Previously we talked about statistical significance.

But in general, in genomic studies,

you're often consider, considering more than one data set at a time.

In other words, you might be a, analyzing the expression of every one of the genes

in your body, or you might be looking at hundreds of thousands of millions of

variants in the DNA, or many other multiple testing site, type scenarios.

So in these scenarios what you're doing is you're calculating a measure of

association between say some phenotype that you care about say cancer

versus control and every single data set that you collected.

Say, a data set for each possible gene.

So in this case what's happened is people are still applying

the hypothesis testing frame work.

They're using P-values and things like that.

But the issue is that, that framework wasn't built for doing many,

many hypothesis tests at once.

So if you remember when we talked about what a P-value was,

it's the probability of observing a statistic as, or more extreme,

than the one we, you calculated in an original sample.

And so what is it, one property of P-values that's very important, and

that we should pay attention to is that if there's nothing happening,

suppose that there's absolutely no difference between the two groups that

you're comparing, the P-values are uni, what's called uniformly distributed.
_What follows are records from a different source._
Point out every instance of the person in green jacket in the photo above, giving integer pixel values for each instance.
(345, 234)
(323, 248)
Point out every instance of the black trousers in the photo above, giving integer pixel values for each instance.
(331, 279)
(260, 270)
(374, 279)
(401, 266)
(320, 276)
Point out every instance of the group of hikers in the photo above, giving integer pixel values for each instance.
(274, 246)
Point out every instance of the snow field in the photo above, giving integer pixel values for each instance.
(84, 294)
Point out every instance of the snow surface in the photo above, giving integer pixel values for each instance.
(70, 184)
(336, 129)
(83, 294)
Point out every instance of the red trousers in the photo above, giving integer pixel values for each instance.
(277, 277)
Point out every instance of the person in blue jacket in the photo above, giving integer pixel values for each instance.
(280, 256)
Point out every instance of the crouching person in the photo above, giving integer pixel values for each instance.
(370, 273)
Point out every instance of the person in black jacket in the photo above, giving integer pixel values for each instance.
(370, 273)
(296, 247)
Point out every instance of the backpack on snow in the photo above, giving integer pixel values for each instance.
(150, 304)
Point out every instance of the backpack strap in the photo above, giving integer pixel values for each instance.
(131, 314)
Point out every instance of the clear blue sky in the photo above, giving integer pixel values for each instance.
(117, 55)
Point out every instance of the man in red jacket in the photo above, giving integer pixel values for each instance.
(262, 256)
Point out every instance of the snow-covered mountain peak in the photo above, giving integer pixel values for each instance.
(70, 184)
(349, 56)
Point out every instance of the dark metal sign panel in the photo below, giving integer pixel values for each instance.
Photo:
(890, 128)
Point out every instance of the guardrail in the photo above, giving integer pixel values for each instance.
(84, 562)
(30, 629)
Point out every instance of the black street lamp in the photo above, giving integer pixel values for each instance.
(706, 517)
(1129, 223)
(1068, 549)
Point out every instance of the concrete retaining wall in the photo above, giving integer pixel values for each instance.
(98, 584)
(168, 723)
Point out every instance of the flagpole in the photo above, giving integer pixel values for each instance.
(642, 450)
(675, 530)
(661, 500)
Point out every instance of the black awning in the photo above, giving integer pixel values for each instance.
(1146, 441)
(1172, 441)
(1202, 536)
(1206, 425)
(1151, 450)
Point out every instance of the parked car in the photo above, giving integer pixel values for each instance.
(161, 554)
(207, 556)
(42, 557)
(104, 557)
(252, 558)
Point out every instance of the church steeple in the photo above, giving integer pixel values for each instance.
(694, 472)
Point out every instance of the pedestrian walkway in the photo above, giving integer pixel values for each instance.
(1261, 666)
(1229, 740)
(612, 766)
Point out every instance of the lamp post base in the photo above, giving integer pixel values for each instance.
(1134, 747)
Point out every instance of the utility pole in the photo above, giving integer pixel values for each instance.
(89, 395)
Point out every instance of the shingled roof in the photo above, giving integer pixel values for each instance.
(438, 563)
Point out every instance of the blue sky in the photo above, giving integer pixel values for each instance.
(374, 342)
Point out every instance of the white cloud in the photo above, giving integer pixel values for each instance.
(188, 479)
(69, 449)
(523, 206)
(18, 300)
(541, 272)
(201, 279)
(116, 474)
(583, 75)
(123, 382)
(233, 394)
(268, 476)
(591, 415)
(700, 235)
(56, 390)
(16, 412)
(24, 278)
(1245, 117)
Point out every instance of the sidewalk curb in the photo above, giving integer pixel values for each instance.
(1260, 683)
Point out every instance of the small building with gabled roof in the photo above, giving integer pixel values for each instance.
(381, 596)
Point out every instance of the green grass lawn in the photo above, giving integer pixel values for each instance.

So this is a plot of some uniformly distributed data histogram.

On the x-axis you see the P-value, and

on the y-axis is the frequency of the number of P-value that fall to that bin.

And so, this is what the uniform distribution looks like.

And so, what a uniform distribution means is that 5% of the P-values will be

less than 0.05.

20% of the P-value would be less than 0.02, and so forth.

In other words, when there is no signal, the P-value distribution is flat.

So what does that mean?

How does that sort of play a role in a multiple testing problem?

And so here's an example with a cartoon.

Imagine that you're trying to investigate whether jelly,

jelly beans are associated with acne.

So what you could do is, you could perform a study where you compare

people who eat a lot of jelly beans and

people who don't eat a lot of jelly beans and look to see if they have acne or not.

And so if you do that, you probably won't find anything.

And so, at the first test, people go ahead and collect the data on the whole sample,

they calculate the statistic, the P-value's greater than 0.05, they conclude

there's no statistically significant association between jelly beans and acne.

But in the, you might consider, oh, well it might be just a kind of jelly beans.

So you could go back and test brown jelly beans and yellow jelly beans and so

forth, and in each case, most of the time, the P-value would be greater than 0.05.

And so it would not be statistically significant, and you wouldn't report it.

But then, since P-values are uniformly distributed,

about one out of every 20 tests that you do,

even if there's absolutely no association between jelly beans and

acne, about one out of 20 will still show up with a P-value less than 0.05.

And so a danger is that you do these many, many, many tests and

then you find the one with P-value is less than 0.05 and you just report that one.

So here's an example where there's a news article saying that green jelly beans have

been linked to acne.

So that's again, whether it's either reporting this with a statistical

significance measure that was designed when performing one hypothesis test, but

in reality they per, performed many.

So how do we deal with this?

How do we adapt the hypothesis testing framework

to the situation where you're doing many hypotheses?

Tests.

So the way that we do that is with different error rates.

So the two most commonly error rates that you'll probably hear about when doing

a genomic data analysis are the family wise error rate and

the false discovery rate.

So the family wise error rate says that if we're going to do many,

many hypothesis tests we want to control,

control the probability that there will be even one false positive.

This is a very strict criteria.

If you find many things that are significant, and

a false family wise error rate that's very low,

you're saying that the probability of even one false positive is very small.